International Mother Language Day (IMLD) was celebrated on 21 February with the aim of promoting linguistic diversity and multilingual education. This year’s theme was, “Indigenous languages matter for development, peace building and reconciliation.”

The Molteno Institute for Language and Literacy strongly believes that mother tongue education needs to be reinforced and developed for at least six years, or more, of formal schooling with English being taught as a subject for effective literacy attainment, for the development of English as a second language and for academic success to be achieved.
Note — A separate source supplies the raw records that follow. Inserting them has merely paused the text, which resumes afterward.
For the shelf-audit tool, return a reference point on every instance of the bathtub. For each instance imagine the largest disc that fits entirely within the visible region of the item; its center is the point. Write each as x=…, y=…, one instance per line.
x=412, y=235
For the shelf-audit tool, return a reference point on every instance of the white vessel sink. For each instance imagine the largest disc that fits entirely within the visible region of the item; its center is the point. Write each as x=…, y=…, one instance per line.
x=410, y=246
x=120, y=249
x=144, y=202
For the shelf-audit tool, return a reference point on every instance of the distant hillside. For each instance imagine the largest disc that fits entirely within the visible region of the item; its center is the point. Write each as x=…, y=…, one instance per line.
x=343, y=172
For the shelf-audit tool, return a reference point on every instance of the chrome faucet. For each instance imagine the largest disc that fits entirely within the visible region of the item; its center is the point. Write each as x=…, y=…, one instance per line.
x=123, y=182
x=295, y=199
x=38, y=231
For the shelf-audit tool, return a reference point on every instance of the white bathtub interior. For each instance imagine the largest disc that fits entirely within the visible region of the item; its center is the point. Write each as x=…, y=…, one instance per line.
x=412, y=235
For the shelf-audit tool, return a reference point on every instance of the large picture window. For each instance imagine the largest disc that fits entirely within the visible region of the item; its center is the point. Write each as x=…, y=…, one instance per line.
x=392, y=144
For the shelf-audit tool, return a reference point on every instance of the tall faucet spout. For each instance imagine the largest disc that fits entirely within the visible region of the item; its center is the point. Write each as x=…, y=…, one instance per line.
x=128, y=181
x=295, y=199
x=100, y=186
In South Africa, learners are taught in their mother tongue for the first three years of their formal education (Grades 1 to 3) before they begin learning in English in Grade 4.

According to Masennya Dikotla, the CEO of the Molteno Institute for Language and Literacy, it takes six to eight years to learn a second language well enough for it to be used as a medium of instruction. So, it is ineffective for learners to make the transition from learning in their mother tongue to learning in English after only three years as it happens in South Africa. South Africa was placed last out of 50 countries in the recently released Progress in International Reading Literacy Study (PIRLS). The study found that eight out of 10 Grade 4 learners cannot read. Most of the learners who performed badly in
the PIRLS study wrote their tests in their mother language, the language they had been taught from Grades 1 to 3. Making children learn in English in Grade 4 when they haven’t even mastered reading and writing in their own mother tongue really compounds the problem.
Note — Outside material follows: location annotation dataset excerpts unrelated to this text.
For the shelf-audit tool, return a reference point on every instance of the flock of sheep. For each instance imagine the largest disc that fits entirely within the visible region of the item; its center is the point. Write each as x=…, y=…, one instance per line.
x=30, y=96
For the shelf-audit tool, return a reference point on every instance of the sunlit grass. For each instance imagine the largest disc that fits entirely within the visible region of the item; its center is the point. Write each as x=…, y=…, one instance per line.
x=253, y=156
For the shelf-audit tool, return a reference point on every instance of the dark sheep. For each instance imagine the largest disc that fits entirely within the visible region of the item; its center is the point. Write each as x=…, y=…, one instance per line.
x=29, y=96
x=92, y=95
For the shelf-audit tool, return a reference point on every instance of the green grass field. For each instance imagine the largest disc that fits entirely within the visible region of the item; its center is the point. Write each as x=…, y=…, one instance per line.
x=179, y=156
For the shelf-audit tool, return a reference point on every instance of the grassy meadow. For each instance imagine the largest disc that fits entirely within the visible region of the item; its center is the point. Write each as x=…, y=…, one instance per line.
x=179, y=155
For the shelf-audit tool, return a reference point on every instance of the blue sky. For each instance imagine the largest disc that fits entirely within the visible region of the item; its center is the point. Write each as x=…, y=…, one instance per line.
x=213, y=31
Research shows that the longer a child can read and write in their mother tongue, while learning a second language (in our case English), the better the chances of them succeeding when they begin learning in the second language in high school.
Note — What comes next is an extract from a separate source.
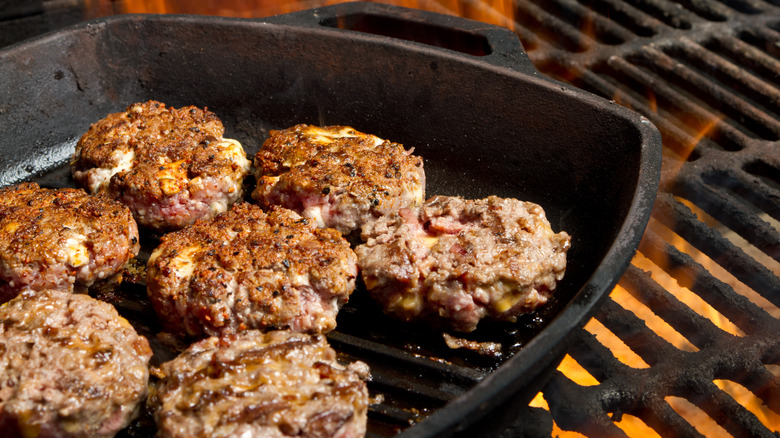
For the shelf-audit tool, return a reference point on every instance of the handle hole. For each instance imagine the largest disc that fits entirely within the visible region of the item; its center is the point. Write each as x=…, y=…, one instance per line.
x=425, y=33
Parents also need to be informed that children best learn reading, writing and academic content when they learn in a language they understand, and that children who learn to read and write in the language they know best, their mother tongue, can learn to write in the second language better and faster. Mother tongue education for at least six years and not three will considerably increase the return on investment in education, contribute to knowledge creation and reduce our high levels of poverty, inequality and unemployment.